# Machine Learning & Events

## How do I combine Machine Learning with Big Data?

Modern big data systems often have streaming and event systems at their heart. 

Machine learning fits into this quite nicely,

### Case Study: Flight Booking System

In [14]:
import seaborn as sns
import pandas as pd

Let's simulate a stream of flight availabilities being sent to us (a travel agent) who can sell some of them, 

In [17]:
flights = sns.load_dataset('flights')

We won't know their sale price when they launch, so we will want to predict it before advertising the flight.
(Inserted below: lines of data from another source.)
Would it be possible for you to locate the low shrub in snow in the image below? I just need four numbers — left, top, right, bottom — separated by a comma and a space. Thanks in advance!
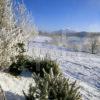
9, 43, 26, 75
26, 59, 59, 77
9, 43, 59, 77
23, 71, 82, 100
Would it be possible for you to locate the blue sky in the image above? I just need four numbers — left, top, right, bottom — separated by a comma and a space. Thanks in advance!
24, 0, 100, 31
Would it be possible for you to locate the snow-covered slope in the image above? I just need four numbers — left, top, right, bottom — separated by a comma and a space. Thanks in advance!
27, 37, 100, 100
0, 35, 100, 100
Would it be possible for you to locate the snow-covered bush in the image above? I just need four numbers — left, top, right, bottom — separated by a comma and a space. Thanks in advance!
26, 58, 60, 77
9, 43, 26, 76
24, 71, 82, 100
0, 0, 37, 67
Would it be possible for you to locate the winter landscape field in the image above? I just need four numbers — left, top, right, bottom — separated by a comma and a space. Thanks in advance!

To predict the price, we need to have a history of prices for similar flights, so let's simualte this...

(In a real-world case, this data would have to be available...)

In [31]:
base_price = flights["month"].replace({
    "Jan": 100,
    "Feb": 100,
    "Mar": 120,
    "Apr": 125,
    "May": 175,
    "Jun": 200,
    "Jul": 225,
    "Aug": 300,
    "Sep": 250,
    "Oct": 175,
    "Nov": 100,
    "Dec": 90
})

The ticket price is something to do with the number of passengers (ie., capacity of airplane) and the month, 

In [39]:
flights["ticket"] = 10*(flights["passengers"]/8 + base_price/10)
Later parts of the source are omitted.